Savio

Berkeley Research Computing runs the Savio high performance cluster in collaboration with staff from LBL. Department members can make use of the cluster in a few ways:

The Statistics Condo

We have two regular and two GPU nodes (with a total of 8 GPUs, four per node) that serve as a beachhead onto the larger system. The nodes are freely available to all members of the department and there is no yearly core-hour time limit. Please see the Savio webpage for instructions on getting an account and submitting jobs, and email consult@stat.berkeley.edu if you have questions. When filling out the account request form, please specify the 'co_stat' account.

Let us know if you are interested in expanding the size of the departmental condo.

Submitting Jobs

When submitting jobs to the condo nodes, specify the 'co_stat' account and either the 'savio2' or 'savio2_gpu' partition. Note that the 'savio2' partition is scheduled on a per-node basis, while the 'savio2_gpu' partition is scheduled based on units of {1 GPU + 2 CPUs}.

Examples:

```
sbatch -A co_stat -p savio2 my-job.sh
```

sbatch -A co_stat -p savio2_gpu -o log.txt --gres=gpu:1 --cpus-per-task 2 my-gpu-job.sh

Bursting

If you need more cycles, you can "burst" onto unused campus nodes as Low Priority jobs. The limitations are that when the system is busy, these jobs will be queued and:

yield to (be passed by) other jobs with higher priorities,
get preempted (interrupted) by pending higher priority jobs.
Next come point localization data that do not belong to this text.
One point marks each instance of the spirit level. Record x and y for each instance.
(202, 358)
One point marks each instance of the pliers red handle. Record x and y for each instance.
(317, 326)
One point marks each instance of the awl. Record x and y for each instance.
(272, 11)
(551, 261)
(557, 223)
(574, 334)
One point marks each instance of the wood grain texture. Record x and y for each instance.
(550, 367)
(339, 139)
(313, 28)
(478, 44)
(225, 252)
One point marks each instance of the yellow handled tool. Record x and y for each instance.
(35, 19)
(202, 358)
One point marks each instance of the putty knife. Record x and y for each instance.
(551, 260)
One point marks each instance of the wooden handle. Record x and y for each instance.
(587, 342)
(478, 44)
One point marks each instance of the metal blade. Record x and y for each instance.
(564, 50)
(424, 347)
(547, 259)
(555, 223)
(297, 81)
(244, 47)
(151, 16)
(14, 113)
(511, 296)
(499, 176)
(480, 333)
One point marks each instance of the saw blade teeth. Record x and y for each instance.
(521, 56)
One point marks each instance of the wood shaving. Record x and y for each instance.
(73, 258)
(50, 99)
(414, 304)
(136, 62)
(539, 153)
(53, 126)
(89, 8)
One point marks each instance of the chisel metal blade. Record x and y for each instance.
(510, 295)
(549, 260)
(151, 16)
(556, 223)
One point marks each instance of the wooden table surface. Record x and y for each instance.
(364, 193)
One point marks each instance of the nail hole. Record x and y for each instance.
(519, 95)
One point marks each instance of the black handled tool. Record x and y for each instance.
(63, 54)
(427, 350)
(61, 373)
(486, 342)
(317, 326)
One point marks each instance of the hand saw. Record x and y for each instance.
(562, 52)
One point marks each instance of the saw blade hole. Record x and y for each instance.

Preempted jobs can choose whether the job should be simply killed, or be automatically requeued after it's killed, at submission time. Please note that, since preemption could happen at any time, it would be very beneficial if your job is capable of checkpointing/restarting by itself, when you choose to requeue the job. Otherwise, you may need to verify data integrity manually before you want to run the job again.

Faculty Compute Allowance (FCA)

Each faculty member receives 300,000 "service units" (approximately 300,000 core cpu hours) per year to run jobs at the regular priority. If you run a job for 10 hours on a 32-core machine, it will cost approximately 320 core hours (cost varies depending on the exact type of machine being used). If your job only utilizes 4 cores on the same 32-core node, it will still cost 320 core hours since your job has exclusive access to the node, unless run in either the savio2_htc or savio2_gpu pools, which are scheduled on a per-core basis.
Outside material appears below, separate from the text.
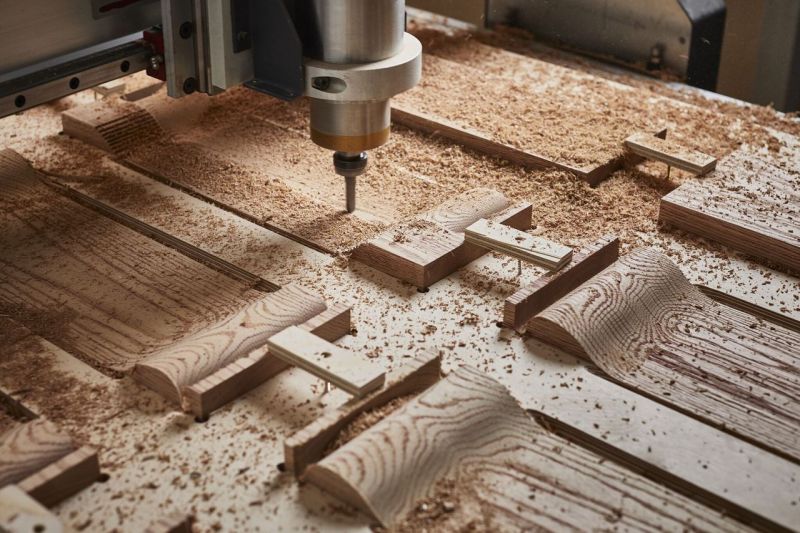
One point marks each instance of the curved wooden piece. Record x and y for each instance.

Faculty members can request an FCA here. Once the FCA is created, researchers working with the faculty member (including graduate and undergraduate students, postdocs, and colleagues outside of Berkeley) can request accounts that can make use of the FCA.

Recharge

Once you go beyond the FCA you can purchase more time through recharge at $0.01/hour, e.g. $2,000 for an additional 200,000 core hours.

Storage

Your Savio account has access to a 10 GB home directory, 200 GB of shared project space (shared amongst all department members), and a large scratch area. You can purchase more if needed, including large amounts of disk space through the condo storage program, which costs about $6200 per 42 TB, good for five years.